FEMMES —Les langues se délient au sujet de nombreux maux, longtemps passés sous silence. Règles douloureuses, ménopause, trouble dysphorique prémenstruel (TDPM), douleurs vulvaires chroniques: les femmes causent… Mais nous ne les écoutons pas! L’imaginaire de l’hystérique subsiste encore aujourd’hui et heurte la prise en charge. Tout est dans la tête. Elles exagèrent. Pourtant, tant que nous continuerons collectivement à sous-estimer leurs douleurs, nous ne pourrons pas agir efficacement. Il faut les écouter — et les croire!

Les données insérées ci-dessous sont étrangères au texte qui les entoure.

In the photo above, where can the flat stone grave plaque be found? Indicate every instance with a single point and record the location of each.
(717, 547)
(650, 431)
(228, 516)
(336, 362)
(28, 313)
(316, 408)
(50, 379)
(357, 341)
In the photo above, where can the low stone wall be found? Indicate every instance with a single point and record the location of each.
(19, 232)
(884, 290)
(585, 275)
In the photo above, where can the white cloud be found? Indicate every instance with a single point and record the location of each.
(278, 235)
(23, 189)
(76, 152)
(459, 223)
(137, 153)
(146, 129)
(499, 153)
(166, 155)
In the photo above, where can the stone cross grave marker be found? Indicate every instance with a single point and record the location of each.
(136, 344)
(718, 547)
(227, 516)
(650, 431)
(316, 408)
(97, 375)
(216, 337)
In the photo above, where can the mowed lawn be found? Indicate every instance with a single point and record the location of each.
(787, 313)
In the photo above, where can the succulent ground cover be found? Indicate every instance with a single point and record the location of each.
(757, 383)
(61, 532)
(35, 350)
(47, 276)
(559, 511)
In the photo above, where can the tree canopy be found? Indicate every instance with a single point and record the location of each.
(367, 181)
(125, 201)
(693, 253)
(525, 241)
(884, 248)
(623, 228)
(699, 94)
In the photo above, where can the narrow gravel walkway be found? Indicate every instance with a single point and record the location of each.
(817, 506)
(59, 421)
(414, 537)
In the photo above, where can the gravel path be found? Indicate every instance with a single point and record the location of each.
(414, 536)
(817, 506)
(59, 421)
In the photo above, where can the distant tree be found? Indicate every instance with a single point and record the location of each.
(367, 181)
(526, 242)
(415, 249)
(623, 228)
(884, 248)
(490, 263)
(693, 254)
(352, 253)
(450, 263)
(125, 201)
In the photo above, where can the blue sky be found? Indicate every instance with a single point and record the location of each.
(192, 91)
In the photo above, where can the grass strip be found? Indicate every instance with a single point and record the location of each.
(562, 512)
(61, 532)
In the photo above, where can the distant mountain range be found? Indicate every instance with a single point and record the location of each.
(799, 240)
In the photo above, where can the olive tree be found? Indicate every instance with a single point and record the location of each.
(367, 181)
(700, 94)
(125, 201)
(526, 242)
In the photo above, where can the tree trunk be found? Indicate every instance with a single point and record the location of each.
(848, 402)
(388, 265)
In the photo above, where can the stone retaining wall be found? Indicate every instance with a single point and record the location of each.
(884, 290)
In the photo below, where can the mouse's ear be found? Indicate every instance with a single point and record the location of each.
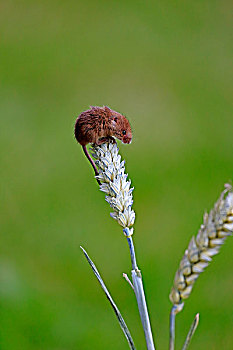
(113, 121)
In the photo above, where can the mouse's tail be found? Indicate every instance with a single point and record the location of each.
(92, 162)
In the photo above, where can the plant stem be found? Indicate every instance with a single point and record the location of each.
(140, 295)
(172, 328)
(191, 332)
(115, 308)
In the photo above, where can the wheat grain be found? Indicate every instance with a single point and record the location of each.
(115, 184)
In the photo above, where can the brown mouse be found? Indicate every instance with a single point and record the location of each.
(98, 125)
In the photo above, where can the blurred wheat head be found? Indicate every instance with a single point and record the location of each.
(217, 225)
(115, 184)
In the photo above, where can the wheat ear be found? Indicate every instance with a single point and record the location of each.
(113, 181)
(217, 225)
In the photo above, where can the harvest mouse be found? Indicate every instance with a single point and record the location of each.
(99, 125)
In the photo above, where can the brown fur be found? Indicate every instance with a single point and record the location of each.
(98, 124)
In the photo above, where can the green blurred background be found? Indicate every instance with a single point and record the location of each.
(167, 66)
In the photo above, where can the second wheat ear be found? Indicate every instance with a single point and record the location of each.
(99, 125)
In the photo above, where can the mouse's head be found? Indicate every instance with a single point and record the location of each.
(120, 126)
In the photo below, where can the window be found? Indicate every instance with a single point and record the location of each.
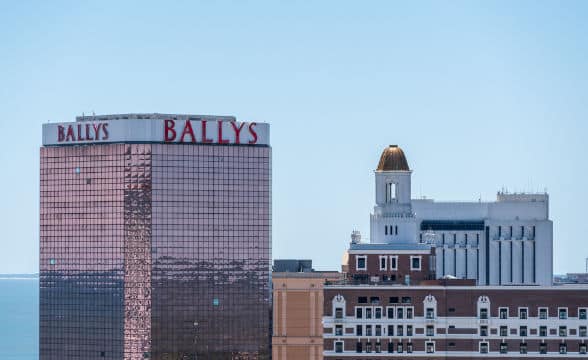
(503, 313)
(409, 312)
(390, 311)
(430, 313)
(390, 192)
(390, 330)
(415, 263)
(360, 263)
(394, 263)
(378, 312)
(504, 331)
(383, 264)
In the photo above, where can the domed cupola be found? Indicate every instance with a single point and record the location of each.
(393, 159)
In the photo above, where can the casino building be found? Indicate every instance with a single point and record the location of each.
(452, 280)
(155, 238)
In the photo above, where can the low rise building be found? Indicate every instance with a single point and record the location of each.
(298, 303)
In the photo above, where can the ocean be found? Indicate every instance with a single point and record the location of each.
(19, 318)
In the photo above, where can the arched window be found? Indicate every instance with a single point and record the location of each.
(390, 192)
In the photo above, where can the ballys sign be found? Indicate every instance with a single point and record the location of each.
(201, 131)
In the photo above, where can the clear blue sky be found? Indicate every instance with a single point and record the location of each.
(480, 95)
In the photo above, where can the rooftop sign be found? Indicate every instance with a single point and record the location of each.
(208, 130)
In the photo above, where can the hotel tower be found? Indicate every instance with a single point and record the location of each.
(155, 238)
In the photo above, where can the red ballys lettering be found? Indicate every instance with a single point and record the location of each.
(105, 131)
(220, 134)
(80, 133)
(88, 138)
(170, 132)
(70, 135)
(97, 131)
(188, 130)
(204, 138)
(60, 133)
(237, 131)
(253, 133)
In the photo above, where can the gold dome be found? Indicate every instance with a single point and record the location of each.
(393, 159)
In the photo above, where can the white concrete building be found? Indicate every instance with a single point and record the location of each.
(505, 242)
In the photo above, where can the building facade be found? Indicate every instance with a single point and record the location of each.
(155, 238)
(455, 322)
(298, 313)
(452, 280)
(505, 242)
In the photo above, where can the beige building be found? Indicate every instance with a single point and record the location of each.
(297, 314)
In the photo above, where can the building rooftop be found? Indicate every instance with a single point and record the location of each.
(154, 116)
(392, 246)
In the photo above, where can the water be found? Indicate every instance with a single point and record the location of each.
(19, 319)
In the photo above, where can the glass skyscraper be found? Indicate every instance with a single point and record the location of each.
(155, 239)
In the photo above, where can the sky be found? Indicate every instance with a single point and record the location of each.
(480, 95)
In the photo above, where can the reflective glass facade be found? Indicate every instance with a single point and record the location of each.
(157, 251)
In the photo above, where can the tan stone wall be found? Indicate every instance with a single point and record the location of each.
(297, 315)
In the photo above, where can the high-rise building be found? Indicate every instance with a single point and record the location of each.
(155, 238)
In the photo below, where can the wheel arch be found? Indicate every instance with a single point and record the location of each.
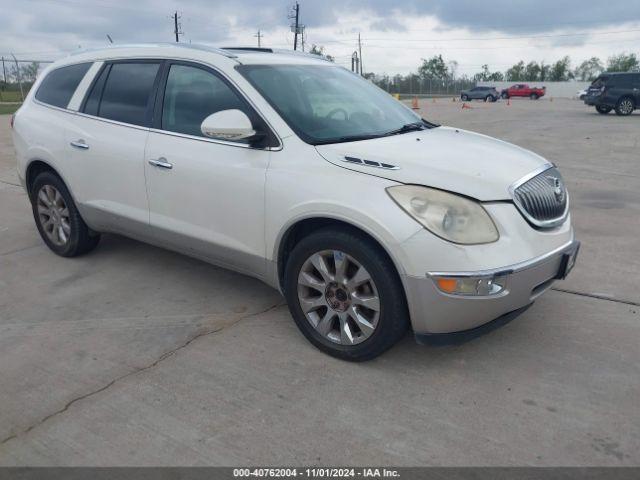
(302, 227)
(34, 168)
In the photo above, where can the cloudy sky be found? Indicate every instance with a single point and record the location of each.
(394, 37)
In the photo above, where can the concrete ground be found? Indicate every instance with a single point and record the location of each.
(133, 355)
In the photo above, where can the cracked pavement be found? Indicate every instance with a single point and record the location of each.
(134, 355)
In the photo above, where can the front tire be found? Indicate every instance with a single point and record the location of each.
(625, 106)
(57, 218)
(345, 294)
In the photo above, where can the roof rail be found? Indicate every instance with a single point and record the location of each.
(194, 46)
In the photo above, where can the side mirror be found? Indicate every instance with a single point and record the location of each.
(228, 125)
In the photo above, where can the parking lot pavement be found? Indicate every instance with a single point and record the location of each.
(134, 355)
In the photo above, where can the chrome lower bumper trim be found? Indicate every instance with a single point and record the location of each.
(508, 269)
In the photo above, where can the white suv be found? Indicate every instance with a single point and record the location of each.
(291, 169)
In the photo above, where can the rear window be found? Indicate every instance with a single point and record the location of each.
(127, 92)
(58, 86)
(600, 81)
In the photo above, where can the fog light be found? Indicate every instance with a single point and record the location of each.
(472, 286)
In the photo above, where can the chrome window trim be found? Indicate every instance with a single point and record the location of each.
(213, 140)
(538, 223)
(75, 102)
(508, 270)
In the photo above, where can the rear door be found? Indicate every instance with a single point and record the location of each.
(107, 145)
(635, 84)
(206, 196)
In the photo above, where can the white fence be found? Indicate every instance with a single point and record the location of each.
(554, 89)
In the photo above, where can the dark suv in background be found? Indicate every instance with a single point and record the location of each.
(488, 94)
(619, 91)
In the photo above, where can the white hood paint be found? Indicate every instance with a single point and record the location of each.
(444, 157)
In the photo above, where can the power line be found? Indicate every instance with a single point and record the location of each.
(478, 39)
(259, 35)
(296, 28)
(360, 55)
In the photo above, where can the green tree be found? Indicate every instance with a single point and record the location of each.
(532, 72)
(434, 68)
(561, 70)
(623, 63)
(589, 69)
(515, 73)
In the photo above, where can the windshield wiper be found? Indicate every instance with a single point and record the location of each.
(351, 138)
(409, 127)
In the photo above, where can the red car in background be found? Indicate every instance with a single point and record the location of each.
(523, 90)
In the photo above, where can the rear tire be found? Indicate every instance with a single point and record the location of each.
(57, 218)
(368, 276)
(625, 106)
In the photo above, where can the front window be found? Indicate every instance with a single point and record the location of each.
(191, 95)
(328, 104)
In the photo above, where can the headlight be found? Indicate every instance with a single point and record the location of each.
(451, 217)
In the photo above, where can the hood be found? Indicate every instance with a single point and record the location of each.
(444, 157)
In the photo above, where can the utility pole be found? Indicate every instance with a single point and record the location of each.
(360, 54)
(296, 26)
(355, 63)
(176, 26)
(19, 76)
(259, 35)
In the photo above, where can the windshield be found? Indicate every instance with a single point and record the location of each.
(328, 104)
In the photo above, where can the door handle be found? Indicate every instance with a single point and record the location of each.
(162, 163)
(80, 144)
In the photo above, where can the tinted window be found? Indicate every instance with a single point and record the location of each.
(191, 95)
(127, 92)
(328, 104)
(622, 81)
(93, 100)
(58, 86)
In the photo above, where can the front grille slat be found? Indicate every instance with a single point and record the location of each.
(543, 199)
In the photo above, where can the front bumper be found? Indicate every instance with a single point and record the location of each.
(434, 312)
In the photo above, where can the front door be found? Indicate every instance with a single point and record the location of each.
(206, 196)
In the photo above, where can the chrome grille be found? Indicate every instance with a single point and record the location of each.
(542, 199)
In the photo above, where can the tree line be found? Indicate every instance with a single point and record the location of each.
(437, 74)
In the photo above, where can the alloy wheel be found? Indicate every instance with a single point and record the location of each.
(626, 107)
(53, 215)
(338, 297)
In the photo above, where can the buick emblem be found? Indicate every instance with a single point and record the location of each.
(558, 188)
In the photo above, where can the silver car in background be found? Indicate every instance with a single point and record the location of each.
(488, 94)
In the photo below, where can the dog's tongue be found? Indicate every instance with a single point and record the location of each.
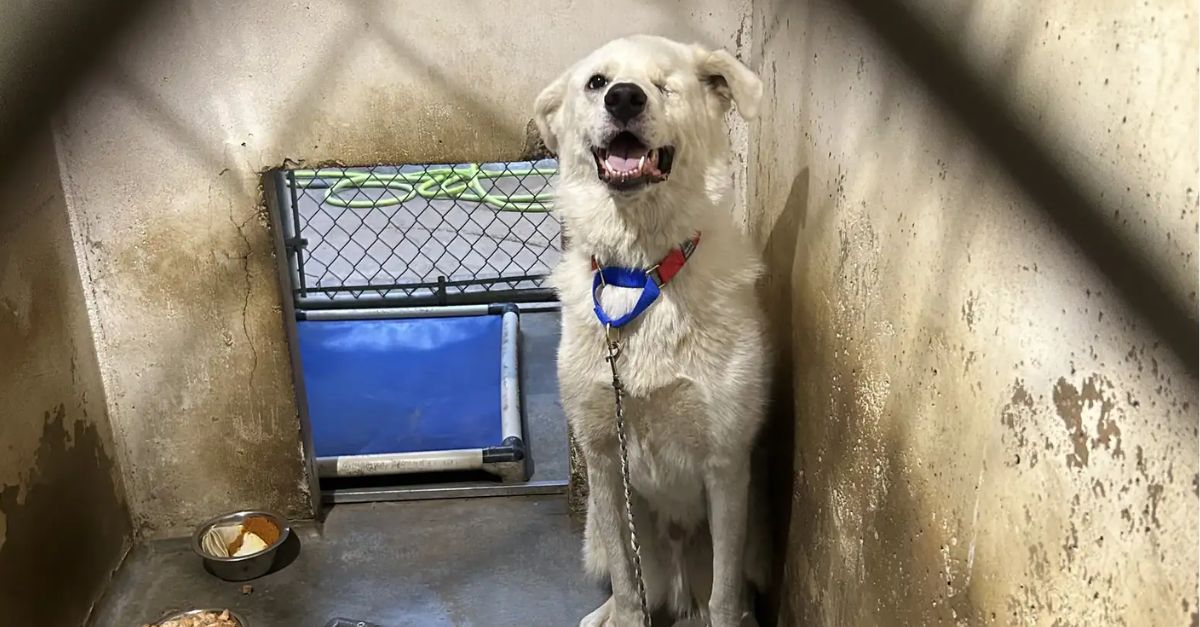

La négation des souffrances féminines et leur psychologisation freinent la parole, ainsi que la prise de conscience des problèmes existants. Si on dit plusieurs fois à une patiente qu’on ne peut rien faire pour les bouffées de chaleur qui l’empêchent de dormir, que c’est normal, elle arrêtera d’en causer. On considèrera le problème réglé — à tort! Si une femme se plaint de grosses phases de dépression juste avant ses règles, et qu’on lui prescrit des antidépresseurs, sans interroger le rapport aux menstruations, on ignore le symptôme d’un mal plus large: le TDPM, une forme sévère du SPM (syndrome prémenstruel). Ces situations sont nombreuses et se répètent. Nous finissons par sous-estimer l’occurrence de ces pathologies. Les femmes en viennent à douter de leurs sensations. Ces pathologies existent-elles vraiment? Certain·e·s médecins vous diront que non! Et, si nous n’y croyons pas, nous n’agirons pas: pas de recherche ni de connaissance; pas de formation des médecins ni d’information des patientes. C’est un cercle vicieux qui s’installe, qui perpétue une vision des femmes malades comme simplement anxieuses et dépressives.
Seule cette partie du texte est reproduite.